The general procedure for the synthesis of 3-isovaleryl-4(R)-benzyl-2-oxazolidinones from (S)-4-benzyl-2-azolidinones and isovaleryl chloride is as follows: 1. 4-Dimethylaminopyridine (2.55 g, 21.3 mmol) and triethylamine (46.9 mL, 340.8 mmol) were dissolved in dry dichloromethane (100 mL) to prepare solution A. The solution was prepared as follows. 2. (S)-(-)-4-benzyl-2-oxazolidinone (37.7 g, 213 mmol) was prepared by dissolving (S)-(-)-4-benzyl-2-oxazolidinone (37.7 g, 213 mmol) in another dry dichloromethane (300 mL). 3. Solution A was slowly added to Solution B and stirred well. 4. A solution of isovaleryl chloride (33.75 mL, 207 mmol) in dichloromethane (50 mL) was added slowly dropwise to the above mixture at 0 °C, controlling the internal temperature to be below 10 °C. 5. The reaction mixture was stirred at 10 °C for 30 minutes and then filtered to remove the salt formed. 6. Water (100 mL) was added to the filtrate to separate the organic and aqueous phases. 7. The organic phase was washed sequentially with water (100 mL) and brine (100 mL) and then dried over anhydrous sodium sulfate. 8. The solvent was removed by pressurized evaporation to give 53 g of a yellow oil, which solidified gradually over time in 95% yield.

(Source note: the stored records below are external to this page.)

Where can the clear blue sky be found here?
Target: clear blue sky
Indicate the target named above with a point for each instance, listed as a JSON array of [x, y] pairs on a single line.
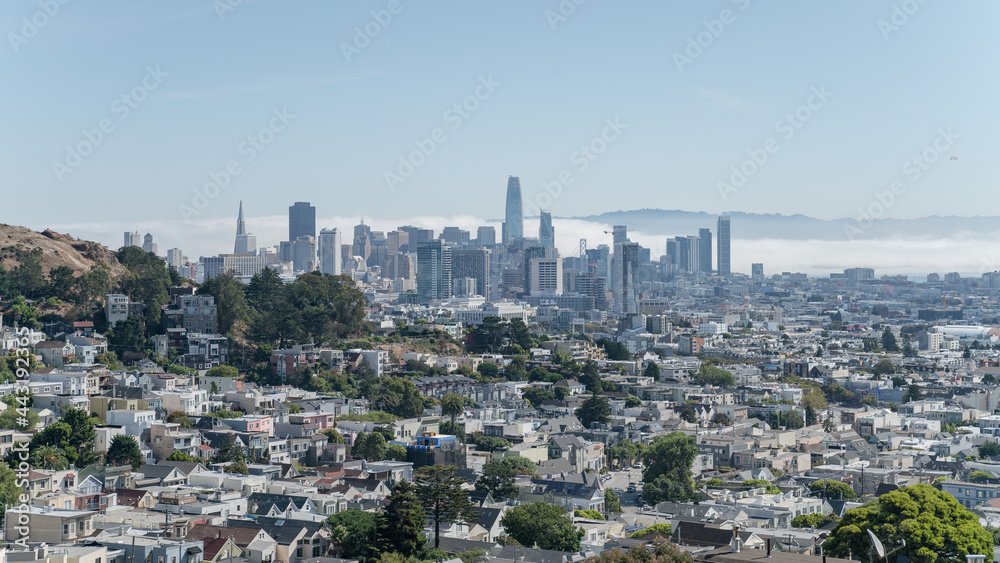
[[556, 89]]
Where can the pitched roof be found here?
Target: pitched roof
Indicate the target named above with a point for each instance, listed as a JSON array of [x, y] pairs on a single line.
[[241, 536]]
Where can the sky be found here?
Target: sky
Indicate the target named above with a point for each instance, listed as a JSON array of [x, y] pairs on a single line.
[[163, 116]]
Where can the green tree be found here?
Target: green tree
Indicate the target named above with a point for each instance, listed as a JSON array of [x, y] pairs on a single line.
[[358, 537], [662, 529], [935, 526], [595, 408], [11, 419], [397, 396], [443, 497], [813, 520], [668, 468], [913, 393], [232, 311], [793, 420], [889, 343], [49, 457], [128, 335], [395, 452], [652, 370], [83, 438], [831, 489], [400, 526], [124, 450], [498, 480], [61, 282], [452, 405], [542, 525], [230, 449]]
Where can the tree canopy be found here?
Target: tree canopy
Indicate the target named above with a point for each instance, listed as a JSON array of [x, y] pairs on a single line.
[[935, 526], [544, 525], [668, 468]]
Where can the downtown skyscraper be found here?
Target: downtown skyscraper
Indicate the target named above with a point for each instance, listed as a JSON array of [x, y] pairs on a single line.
[[546, 232], [433, 271], [513, 224], [245, 242], [723, 246], [301, 220], [330, 252]]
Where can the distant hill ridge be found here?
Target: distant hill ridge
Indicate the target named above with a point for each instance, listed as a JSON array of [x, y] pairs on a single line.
[[57, 250]]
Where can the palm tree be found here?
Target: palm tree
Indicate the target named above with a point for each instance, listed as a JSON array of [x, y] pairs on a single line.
[[452, 405]]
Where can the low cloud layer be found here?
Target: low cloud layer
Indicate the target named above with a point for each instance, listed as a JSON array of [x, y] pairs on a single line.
[[963, 252]]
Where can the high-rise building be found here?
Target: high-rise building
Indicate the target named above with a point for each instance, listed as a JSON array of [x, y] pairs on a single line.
[[397, 241], [245, 242], [238, 264], [303, 253], [513, 225], [132, 239], [148, 245], [175, 259], [723, 246], [528, 254], [546, 276], [705, 251], [626, 267], [417, 235], [301, 220], [473, 264], [455, 235], [486, 237], [694, 254], [433, 271], [329, 251], [546, 232]]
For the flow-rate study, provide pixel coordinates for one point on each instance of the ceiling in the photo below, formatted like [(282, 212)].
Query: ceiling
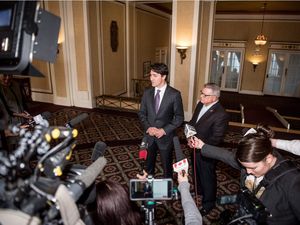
[(241, 7)]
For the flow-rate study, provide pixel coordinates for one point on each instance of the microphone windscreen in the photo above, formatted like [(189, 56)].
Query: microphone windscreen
[(98, 150), (46, 115), (77, 119), (143, 154)]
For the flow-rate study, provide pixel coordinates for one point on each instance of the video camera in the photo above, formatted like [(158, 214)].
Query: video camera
[(151, 189), (250, 209), (42, 194), (27, 32)]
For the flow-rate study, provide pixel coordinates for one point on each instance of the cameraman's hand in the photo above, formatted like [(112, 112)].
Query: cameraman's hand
[(142, 177), (182, 177)]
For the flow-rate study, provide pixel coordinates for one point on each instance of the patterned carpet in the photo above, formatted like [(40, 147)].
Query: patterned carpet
[(122, 133)]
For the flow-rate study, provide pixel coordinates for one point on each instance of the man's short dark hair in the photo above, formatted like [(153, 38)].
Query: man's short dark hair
[(160, 68)]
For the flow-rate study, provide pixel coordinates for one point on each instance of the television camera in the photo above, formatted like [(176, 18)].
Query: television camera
[(27, 32), (149, 191), (250, 210), (42, 195)]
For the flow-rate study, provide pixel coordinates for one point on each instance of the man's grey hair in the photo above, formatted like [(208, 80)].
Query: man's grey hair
[(214, 87)]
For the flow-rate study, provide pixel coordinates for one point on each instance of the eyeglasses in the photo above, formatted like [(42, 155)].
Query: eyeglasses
[(205, 95)]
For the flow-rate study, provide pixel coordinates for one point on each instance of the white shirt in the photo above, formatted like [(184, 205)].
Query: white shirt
[(204, 109), (162, 92)]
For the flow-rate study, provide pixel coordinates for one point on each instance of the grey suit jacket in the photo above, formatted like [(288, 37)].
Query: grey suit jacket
[(169, 117)]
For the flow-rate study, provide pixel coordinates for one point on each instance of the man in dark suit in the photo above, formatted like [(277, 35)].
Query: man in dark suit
[(210, 121), (161, 112)]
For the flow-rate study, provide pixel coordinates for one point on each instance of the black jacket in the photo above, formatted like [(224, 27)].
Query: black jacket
[(281, 196)]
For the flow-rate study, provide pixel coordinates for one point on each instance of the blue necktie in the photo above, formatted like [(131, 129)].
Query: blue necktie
[(156, 100)]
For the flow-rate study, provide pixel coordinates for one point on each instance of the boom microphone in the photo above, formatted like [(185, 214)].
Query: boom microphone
[(143, 153), (98, 150), (182, 163), (87, 178), (76, 120)]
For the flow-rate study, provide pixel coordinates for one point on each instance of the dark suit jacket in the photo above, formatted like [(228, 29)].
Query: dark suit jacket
[(169, 117), (212, 126)]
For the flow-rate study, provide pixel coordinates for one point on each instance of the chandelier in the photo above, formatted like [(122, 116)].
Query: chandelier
[(261, 39)]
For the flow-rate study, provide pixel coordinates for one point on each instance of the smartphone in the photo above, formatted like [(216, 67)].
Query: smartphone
[(152, 189), (227, 199)]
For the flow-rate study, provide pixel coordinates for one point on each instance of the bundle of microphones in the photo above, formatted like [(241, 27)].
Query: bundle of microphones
[(181, 164)]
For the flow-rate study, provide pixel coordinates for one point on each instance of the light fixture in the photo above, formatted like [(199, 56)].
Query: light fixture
[(261, 39), (61, 38), (182, 51), (254, 64)]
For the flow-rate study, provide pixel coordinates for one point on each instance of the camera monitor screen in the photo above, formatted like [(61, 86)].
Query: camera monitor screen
[(5, 17), (154, 189)]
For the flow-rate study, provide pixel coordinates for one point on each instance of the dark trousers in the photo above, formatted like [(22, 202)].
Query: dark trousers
[(206, 179), (165, 157)]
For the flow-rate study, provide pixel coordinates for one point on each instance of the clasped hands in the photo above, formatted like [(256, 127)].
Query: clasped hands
[(194, 142), (157, 132)]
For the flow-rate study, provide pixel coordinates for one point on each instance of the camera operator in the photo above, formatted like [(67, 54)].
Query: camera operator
[(192, 215), (274, 180), (114, 206)]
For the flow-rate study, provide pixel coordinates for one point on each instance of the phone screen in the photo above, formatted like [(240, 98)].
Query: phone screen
[(154, 189)]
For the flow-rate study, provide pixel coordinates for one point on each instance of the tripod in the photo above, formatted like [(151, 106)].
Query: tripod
[(149, 208)]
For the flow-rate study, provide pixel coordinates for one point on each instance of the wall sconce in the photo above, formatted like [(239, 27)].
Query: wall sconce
[(182, 51), (254, 64)]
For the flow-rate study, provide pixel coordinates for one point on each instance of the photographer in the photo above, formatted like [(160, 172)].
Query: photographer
[(114, 206), (274, 180)]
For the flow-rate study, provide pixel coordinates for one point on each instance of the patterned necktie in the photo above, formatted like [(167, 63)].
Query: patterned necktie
[(156, 100)]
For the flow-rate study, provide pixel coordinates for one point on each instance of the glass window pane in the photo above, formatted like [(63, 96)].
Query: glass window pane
[(275, 72), (292, 79), (217, 67), (233, 69)]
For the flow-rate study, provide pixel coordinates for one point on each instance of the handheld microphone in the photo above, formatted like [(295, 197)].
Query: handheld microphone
[(143, 153), (182, 163), (76, 120), (38, 119), (98, 150), (87, 178), (189, 131)]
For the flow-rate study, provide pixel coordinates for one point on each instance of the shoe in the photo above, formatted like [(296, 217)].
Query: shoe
[(204, 211)]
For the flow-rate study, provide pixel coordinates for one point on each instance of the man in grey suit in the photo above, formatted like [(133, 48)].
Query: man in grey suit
[(210, 121), (161, 112)]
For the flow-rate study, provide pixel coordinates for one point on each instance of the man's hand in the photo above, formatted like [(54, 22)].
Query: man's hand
[(195, 142), (157, 132), (151, 131), (182, 177)]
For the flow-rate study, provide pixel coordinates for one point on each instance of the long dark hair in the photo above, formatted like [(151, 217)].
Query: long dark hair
[(114, 206), (254, 147)]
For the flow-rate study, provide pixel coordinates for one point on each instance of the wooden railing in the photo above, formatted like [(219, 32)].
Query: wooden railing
[(117, 102)]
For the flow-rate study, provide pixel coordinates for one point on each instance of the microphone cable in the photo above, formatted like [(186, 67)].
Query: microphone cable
[(195, 177)]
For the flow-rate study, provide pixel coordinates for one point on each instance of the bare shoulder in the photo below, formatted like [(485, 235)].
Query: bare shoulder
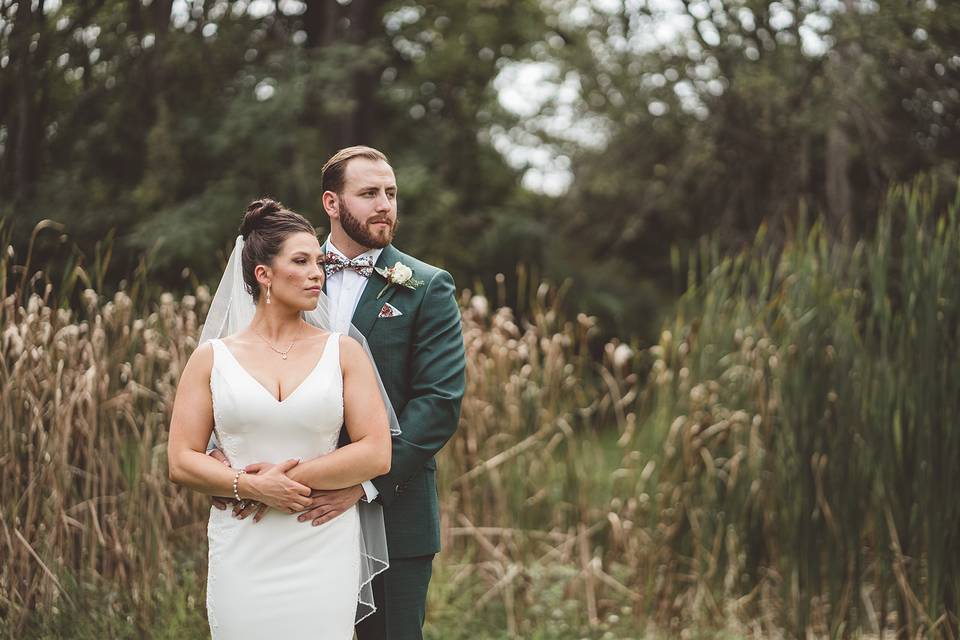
[(349, 347), (352, 354), (200, 362)]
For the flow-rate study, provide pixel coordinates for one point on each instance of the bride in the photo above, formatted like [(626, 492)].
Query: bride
[(276, 392)]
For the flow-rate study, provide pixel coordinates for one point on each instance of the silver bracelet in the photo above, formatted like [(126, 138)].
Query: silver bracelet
[(236, 480)]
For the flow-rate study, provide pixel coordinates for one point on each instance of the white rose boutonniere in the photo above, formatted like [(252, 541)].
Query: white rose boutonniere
[(399, 274)]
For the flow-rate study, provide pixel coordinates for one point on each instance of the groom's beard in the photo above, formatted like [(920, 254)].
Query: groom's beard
[(362, 233)]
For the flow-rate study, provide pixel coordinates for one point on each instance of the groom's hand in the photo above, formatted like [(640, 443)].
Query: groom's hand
[(327, 505)]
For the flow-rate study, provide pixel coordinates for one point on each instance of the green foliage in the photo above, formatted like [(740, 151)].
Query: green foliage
[(809, 460)]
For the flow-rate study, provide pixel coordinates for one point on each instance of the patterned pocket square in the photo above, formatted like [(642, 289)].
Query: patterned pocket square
[(389, 311)]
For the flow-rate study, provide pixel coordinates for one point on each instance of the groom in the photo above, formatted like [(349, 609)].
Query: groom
[(413, 330)]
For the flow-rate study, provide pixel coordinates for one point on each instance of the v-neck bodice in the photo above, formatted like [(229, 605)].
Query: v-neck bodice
[(252, 425)]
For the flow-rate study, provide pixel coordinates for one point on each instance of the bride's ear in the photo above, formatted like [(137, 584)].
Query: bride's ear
[(263, 274)]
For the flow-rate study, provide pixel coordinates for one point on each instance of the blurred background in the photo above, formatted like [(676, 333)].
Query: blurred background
[(577, 138), (709, 254)]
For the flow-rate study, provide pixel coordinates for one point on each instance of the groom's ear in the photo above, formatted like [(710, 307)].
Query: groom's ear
[(331, 204)]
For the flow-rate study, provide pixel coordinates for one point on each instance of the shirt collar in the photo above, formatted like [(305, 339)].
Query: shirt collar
[(374, 254)]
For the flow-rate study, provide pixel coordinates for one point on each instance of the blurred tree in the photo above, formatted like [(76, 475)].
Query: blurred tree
[(717, 116), (167, 117)]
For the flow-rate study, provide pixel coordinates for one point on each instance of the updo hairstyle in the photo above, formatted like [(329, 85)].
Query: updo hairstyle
[(266, 225)]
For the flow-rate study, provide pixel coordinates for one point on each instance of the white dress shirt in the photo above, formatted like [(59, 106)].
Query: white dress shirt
[(343, 290)]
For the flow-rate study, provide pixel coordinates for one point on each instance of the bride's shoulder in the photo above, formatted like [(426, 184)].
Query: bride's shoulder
[(350, 349), (200, 362)]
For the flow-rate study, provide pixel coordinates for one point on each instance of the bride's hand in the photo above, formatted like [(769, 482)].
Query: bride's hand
[(269, 484)]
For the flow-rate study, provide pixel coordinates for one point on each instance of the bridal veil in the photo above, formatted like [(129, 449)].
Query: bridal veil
[(231, 310)]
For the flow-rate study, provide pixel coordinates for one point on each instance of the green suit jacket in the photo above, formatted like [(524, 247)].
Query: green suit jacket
[(420, 358)]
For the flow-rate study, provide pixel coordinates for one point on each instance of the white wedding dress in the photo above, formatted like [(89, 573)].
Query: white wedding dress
[(280, 578)]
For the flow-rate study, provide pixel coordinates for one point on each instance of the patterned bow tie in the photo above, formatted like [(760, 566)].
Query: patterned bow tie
[(335, 263)]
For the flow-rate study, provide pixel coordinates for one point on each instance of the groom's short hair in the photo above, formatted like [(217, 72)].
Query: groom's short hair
[(333, 172)]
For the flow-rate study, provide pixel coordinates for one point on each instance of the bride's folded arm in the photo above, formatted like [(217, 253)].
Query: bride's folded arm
[(365, 418), (190, 466)]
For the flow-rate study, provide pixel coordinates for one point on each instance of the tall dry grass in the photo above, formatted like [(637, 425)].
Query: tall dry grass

The NMR data of the product were as follows: 1H NMR (300 MHz, CDCl3, 298K) δ 7.35-7.15 (m, 5H), 4.71-4.61 (m, 1H), 4.21-4.10 (m, 2H), 3.35-3.25 (dd, J = 13.2, 3.4 Hz, 1H), 2.85-2.72 (dd, J = 14.97, 6.8 Hz, 1H), 2.80-2.72 (dd, J = 14.97, 6.8 Hz, 1H), 2.80-2.80 (dd, J = 14.97, 6.8 Hz, 1H). 1H), 2.80-2.67 (m, 2H), 2.29-2.12 (sept, J = 13.2 Hz, 1H), 1.03-0.98 (d, J = 6.8 Hz, 3H), 0.98-0.95 (d, J = 6.8 Hz, 3H). 13C NMR (75 MHz, CDCl3, 298K) δ 175.6, 171.2, 154.4, 137.1, 130.5, 130.2, 126.0, 82.1, 66.1, 45.6, 42.6, 41.4, 44.0, 28.7, 27.3, 19.7.